Graph samplers

dgl.contrib.sampling.sampler.NeighborSampler(g, batch_size, expand_factor, num_hops=1, neighbor_type='in', node_prob=None, seed_nodes=None, shuffle=False, num_workers=1, prefetch=False, add_self_loop=False)[source]

Create a sampler that samples neighborhood.

It returns a generator of NodeFlow. This can be viewed as an analogy of mini-batch training on graph data – the given graph represents the whole dataset and the returned generator produces mini-batches (in the form of NodeFlow objects).

A NodeFlow grows from sampled nodes. It first samples a set of nodes from the given seed_nodes (or all the nodes if not given), then samples their neighbors and extracts the subgraph. If the number of hops is \(k(>1)\), the process is repeated recursively, with the neighbor nodes just sampled become the new seed nodes. The result is a graph we defined as NodeFlow that contains \(k+1\) layers. The last layer is the initial seed nodes. The sampled neighbor nodes in layer \(i+1\) are in layer \(i\). All the edges are from nodes in layer \(i\) to layer \(i+1\).

TODO(minjie): give a figure here.

As an analogy to mini-batch training, the batch_size here is equal to the number of the initial seed nodes (number of nodes in the last layer). The number of nodeflow objects (the number of batches) is calculated by len(seed_nodes) // batch_size (if seed_nodes is None, then it is equal to the set of all nodes in the graph).

Parameters:
  • g (DGLGraph) – The DGLGraph where we sample NodeFlows.
  • batch_size (int) – The batch size (i.e, the number of nodes in the last layer)
  • expand_factor (int, float, str) –

    The number of neighbors sampled from the neighbor list of a vertex. The value of this parameter can be:

    • int: indicates the number of neighbors sampled from a neighbor list.
    • float: indicates the ratio of the sampled neighbors in a neighbor list.
    • str: indicates some common ways of calculating the number of sampled neighbors, e.g., sqrt(deg).

    Note that no matter how large the expand_factor, the max number of sampled neighbors is the neighborhood size.

  • num_hops (int, optional) – The number of hops to sample (i.e, the number of layers in the NodeFlow). Default: 1
  • neighbor_type (str, optional) –

    Indicates the neighbors on different types of edges.

    • ”in”: the neighbors on the in-edges.
    • ”out”: the neighbors on the out-edges.
    • ”both”: the neighbors on both types of edges.

    Default: “in”

  • node_prob (Tensor, optional) – A 1D tensor for the probability that a neighbor node is sampled.

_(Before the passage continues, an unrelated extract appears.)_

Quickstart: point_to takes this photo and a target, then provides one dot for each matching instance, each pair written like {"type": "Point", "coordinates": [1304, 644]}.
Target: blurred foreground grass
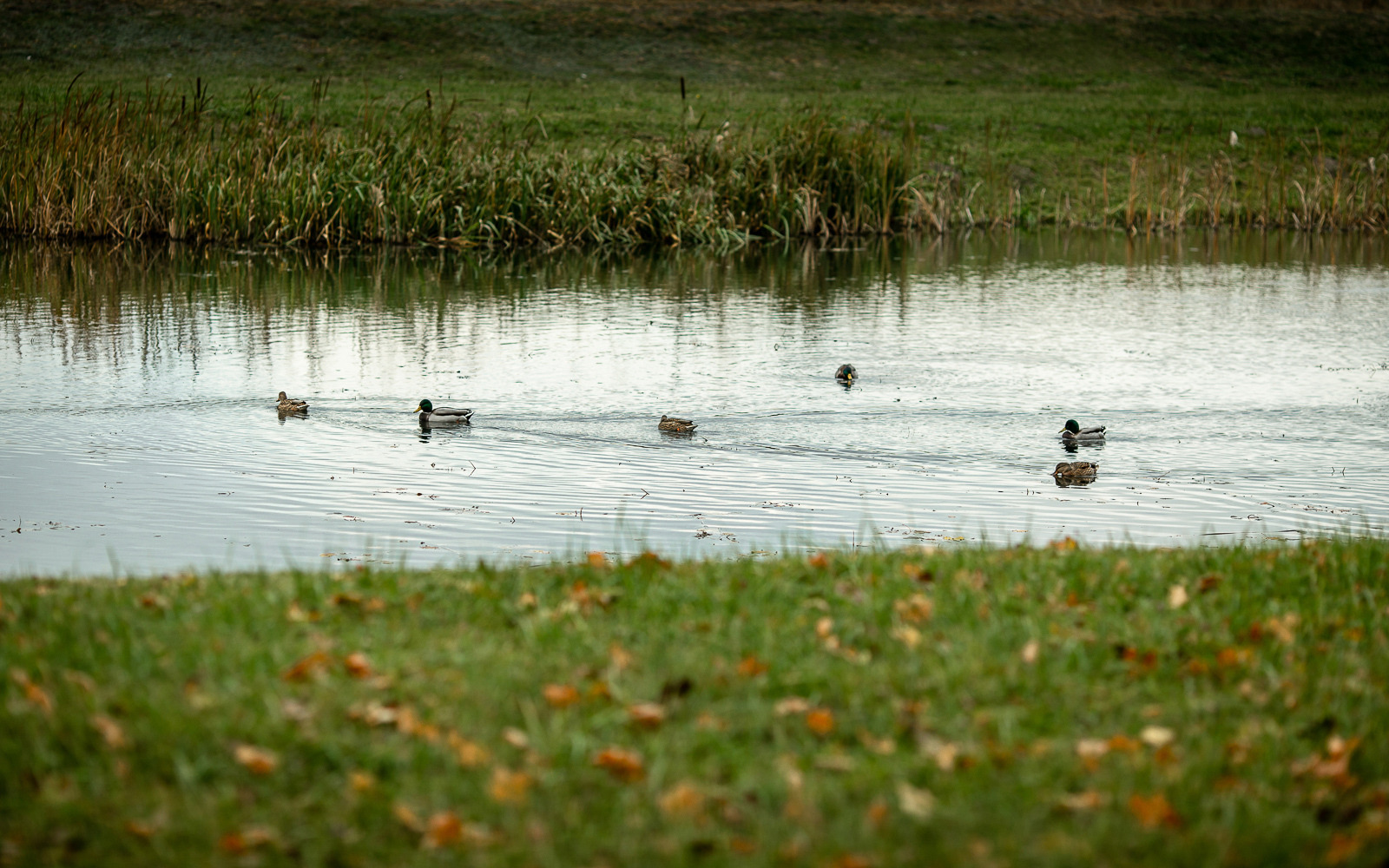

None means uniform sampling. Otherwise, the number of elements should be equal to the number of vertices in the graph. Default: None
  • seed_nodes (Tensor, optional) – A 1D tensor list of nodes where we sample NodeFlows from. If None, the seed vertices are all the vertices in the graph. Default: None
  • shuffle (bool, optional) – Indicates the sampled NodeFlows are shuffled. Default: False
  • num_workers (int, optional) – The number of worker threads that sample NodeFlows in parallel. Default: 1
  • prefetch (bool, optional) – If true, prefetch the samples in the next batch. Default: False
  • add_self_loop (bool, optional) – If true, add self loop to the sampled NodeFlow. The edge IDs of the self loop edges are -1. Default: False
Returns:

The generator of NodeFlows.

Return type:

generator